Momentarily, I planned to mention that if the thing ever fell over it was highly likely to kill a small child. I held back, searching for another way to express the concern. “It’s rather heavy,” I observed.
“Och aye, that’s so if some durty sod wis tae half-inch the bear he’d no rin awa’ frae the polis.” 
Wilson the entrepreneur! My wonder knew no bounds. He was up for leave soon and planned to go home to see his sainted mother. I envied him. He described the meal she’d make – which involved boiling something I didn’t understand. And he described how he’d visit his local and try to take the little Irish girl there to the pictures. Except he’d clearly picked up the slang of London in the sergeant’s mess and he referred to them as the “Dolly Mixtures.”
He obviously enjoyed his coffee and Mademoiselle Defossez refilled the cup, allowing enough room for another two fingers of Collins Yukon Gold to be added from my flask. I owed Sergeant Wilson. In the past two days we’d crossed the lines four times and each time we’d been intercepted by groups of Fokkers. This afternoon we’d held off three of them for nearly ten miles until we crossed the lines and, with the engine failing, put down in a field near Albert. Wilson wasn’t much of a shot, but he had a healthy habit of waiting until the Hun was 250 yards away and driving him off with short bursts that were close enough to be disconcerting. It had been a short drive home to Lahoussoye, leaving the Ack Emmas to their job of recovering the machine. The nerves had not yet settled.
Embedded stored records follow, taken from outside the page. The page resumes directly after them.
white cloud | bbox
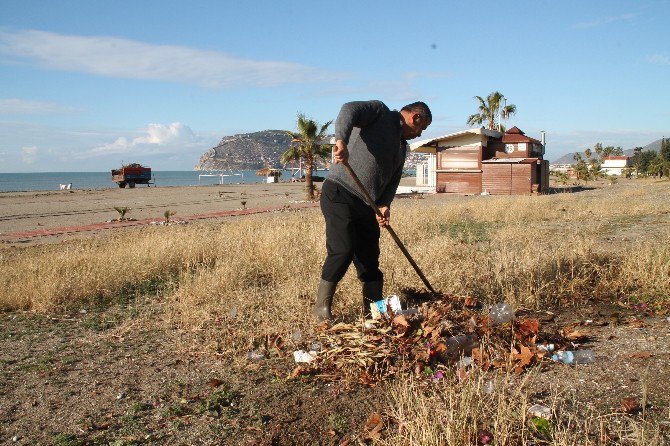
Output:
[83,122,202,159]
[544,129,668,161]
[0,99,74,115]
[573,13,637,29]
[21,146,37,164]
[647,53,670,65]
[0,30,342,88]
[317,71,446,101]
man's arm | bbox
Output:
[335,101,388,145]
[376,166,403,208]
[333,101,387,164]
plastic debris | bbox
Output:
[396,308,419,316]
[293,350,316,364]
[536,344,556,353]
[489,302,514,324]
[370,294,402,319]
[456,356,474,369]
[442,335,479,360]
[247,350,265,361]
[528,404,551,420]
[551,350,596,364]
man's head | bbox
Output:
[400,102,433,139]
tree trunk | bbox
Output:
[305,156,314,200]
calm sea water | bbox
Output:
[0,170,314,192]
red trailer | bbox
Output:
[112,163,153,188]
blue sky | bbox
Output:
[0,0,670,172]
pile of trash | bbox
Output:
[292,294,594,385]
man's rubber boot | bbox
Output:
[312,279,337,322]
[363,280,384,317]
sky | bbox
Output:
[0,0,670,172]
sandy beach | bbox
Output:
[0,177,430,245]
[0,183,318,244]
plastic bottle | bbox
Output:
[551,350,596,364]
[395,308,419,316]
[489,302,514,324]
[444,334,479,359]
[551,350,575,364]
[572,350,596,364]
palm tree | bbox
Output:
[281,113,333,200]
[467,91,516,131]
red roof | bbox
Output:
[503,126,542,144]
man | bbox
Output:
[312,101,433,321]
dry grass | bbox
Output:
[0,182,670,445]
[0,183,670,320]
[384,373,665,446]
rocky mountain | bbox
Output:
[194,130,291,170]
[194,130,440,170]
[551,139,662,164]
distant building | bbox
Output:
[600,156,633,175]
[410,127,549,195]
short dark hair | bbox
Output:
[402,101,433,122]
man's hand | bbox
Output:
[333,139,349,164]
[377,206,391,227]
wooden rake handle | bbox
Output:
[342,162,437,294]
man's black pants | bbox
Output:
[321,180,384,283]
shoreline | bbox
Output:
[0,182,316,244]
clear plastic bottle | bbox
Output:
[489,302,514,324]
[551,350,575,364]
[444,334,479,360]
[551,350,596,364]
[572,350,596,364]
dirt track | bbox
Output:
[0,183,304,243]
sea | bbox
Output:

"...we’d held off three of them for nearly ten miles until we crossed the lines..."
I could smell supper in the kitchen. It was time for him to go. We finished our coffees and I bade him enjoy his evening. I knew he would. It hadn’t been announced yet – that was up to the disciplinary sergeant-major – but at dinner Sergeant Wilson would learn he had been awarded the DCM.
 Just a guess, but Wilson is rendering the French “forgeron,” or blacksmith.
 “It’s a bank for the little kids to put their halfpennies in.”
 In the King’s English: “Indeed, that is so if some blackguard were to steal the bear he would be unable to run away from the police.”
 Dolly Mixtures were a popular candy and Cockney rhyming slang of the period for “motion pictures.” A little earlier, Wilson uses “half-inch” for “pinch,” another likely acquisition from his East London colleagues.